Regelmäßig müssen Aurora und das Glühwürmchen in Kämpfen die dunklen Kreaturen von Lemuria besiegen. Dazu wechselt das Programm in den Kampfmodus. Der sieht mit seinen von der Seite sichtbaren Protagonisten zwar nicht so aus, aber im Grunde orientieren sich die Gefechte an Final Fantasy. Eine Zeitleiste bestimmt, wann Aurora, einer ihrer Mitstreiter oder eben die Gegner an der Reihe sind. Per Menü wählt der Spieler für einen Angriff einen Schwerthieb oder einen Zauberspruch aus, baut einen magischen Verteidigungsschild auf, verlangsamt die Gegner oder heilt einen Verbündeten.

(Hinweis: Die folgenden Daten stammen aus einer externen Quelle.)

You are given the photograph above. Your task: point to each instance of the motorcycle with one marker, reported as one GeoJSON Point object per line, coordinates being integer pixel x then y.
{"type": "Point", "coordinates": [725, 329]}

Das erfordert eine gewisse Einarbeitung, ist dafür aber flexibel und erlaubt vielfältige Strategien – allerdings längst nicht im Umfang und der Tiefe eines Final Fantasy. Das ist auch eines der größeren Probleme von Child of Light: Mit den Standardangriffen kommt der Spieler sogar gegen Oberbosse gut zurecht. Nach zwei, drei Stunden in der insgesamt gut zwölfstündigen Kampagne fühlen sich die vielen Kämpfe redundant und zu lang an.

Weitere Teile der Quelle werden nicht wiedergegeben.